Why the Need for Reactive Systems?

By Anthony Brown

This article was excerpted from the book Reactive Applications with Akka.NET.

The Internet was initially started as a research project for the United States government. It then blossomed into the phenomenon it is today. The graph below shows the growth of the number of users of the Internet over the past 25 years. With this growth comes a number of associated difficulties.

React1
Figure 1: The increase in number of Internet users over the past 25 years

With technology becoming so commonplace, users are getting impatient when tasks take too long. For developers, this means that the traditional methods of solving problems are no longer applicable and we need new solutions for handling an increased set of wide requirements.

Note that your applications are potentially accessible by all of these users. This graph merely shows the number of users who have access to the Internet; the number of devices through which they can access the Internet may be significantly higher. Each of these users could have a desktop computer, a laptop and a smartphone, all of which are connected to the Internet and could potentially access your application.

As more people look to make their lives easier through the use of smart appliances thanks to the Internet of Things, this is likely to further increase the burden of potential traffic on applications. Some analysts have predicted that there is the potential for up to 30 billion devices, all of which are capable of accessing the Internet.

Any applications we build will need to be able to stand up to this amount of traffic. The traditional architectures from ten years ago simply won’t be able to cope as we seek to create applications that can operate on a scale high enough to be responsive to the end user.

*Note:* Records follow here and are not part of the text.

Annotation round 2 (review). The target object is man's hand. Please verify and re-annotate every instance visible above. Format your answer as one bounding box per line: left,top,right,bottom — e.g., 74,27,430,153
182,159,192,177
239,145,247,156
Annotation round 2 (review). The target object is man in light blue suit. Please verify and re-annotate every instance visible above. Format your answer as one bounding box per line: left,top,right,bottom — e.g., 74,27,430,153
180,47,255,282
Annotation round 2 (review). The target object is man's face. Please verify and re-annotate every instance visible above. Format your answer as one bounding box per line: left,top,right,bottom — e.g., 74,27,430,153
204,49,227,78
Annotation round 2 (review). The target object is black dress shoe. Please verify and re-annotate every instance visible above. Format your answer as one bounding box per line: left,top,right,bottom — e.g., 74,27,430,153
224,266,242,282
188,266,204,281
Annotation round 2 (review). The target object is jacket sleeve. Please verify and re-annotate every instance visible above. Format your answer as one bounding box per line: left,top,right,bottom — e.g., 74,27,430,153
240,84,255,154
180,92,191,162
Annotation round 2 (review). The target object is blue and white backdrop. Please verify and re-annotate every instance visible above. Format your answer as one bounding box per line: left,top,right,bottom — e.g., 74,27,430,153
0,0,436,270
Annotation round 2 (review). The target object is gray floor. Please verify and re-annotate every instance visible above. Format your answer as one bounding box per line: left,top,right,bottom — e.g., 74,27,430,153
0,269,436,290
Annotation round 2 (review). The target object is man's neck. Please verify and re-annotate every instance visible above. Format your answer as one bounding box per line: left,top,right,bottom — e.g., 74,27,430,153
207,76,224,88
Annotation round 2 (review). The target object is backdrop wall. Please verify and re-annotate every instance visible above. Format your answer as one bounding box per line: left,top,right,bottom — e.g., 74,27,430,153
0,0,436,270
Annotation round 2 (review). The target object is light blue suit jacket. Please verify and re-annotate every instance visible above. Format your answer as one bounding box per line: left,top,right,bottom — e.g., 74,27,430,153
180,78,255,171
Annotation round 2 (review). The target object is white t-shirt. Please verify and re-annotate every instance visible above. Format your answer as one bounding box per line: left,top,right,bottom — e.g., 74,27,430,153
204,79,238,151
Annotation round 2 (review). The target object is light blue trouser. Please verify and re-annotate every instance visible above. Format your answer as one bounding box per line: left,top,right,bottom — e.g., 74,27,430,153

Application requirements extend further than this though. Users want any applications they use to stay responsive in the face of failure. Whenever users browse to your website or service, they don’t want to experience error messages informing them that it’s broken. They want some meaningful replacement instead. Not only that, but the application should stay responsive in the face of these failures. If, for example, a database is unreachable, the user doesn’t want to spend long periods of time waiting whilst your application attempts to contact the unreachable database. In this situation, the user wants some replacement data to be quickly provided, whether this is data taken from a cache or elsewhere.

Ultimately for users, the key requirement is that any application they use remains usable regardless of what is happening behind the scenes. The applications they use should continue to be responsive in the face of system failure or when they’re under a varying load from users.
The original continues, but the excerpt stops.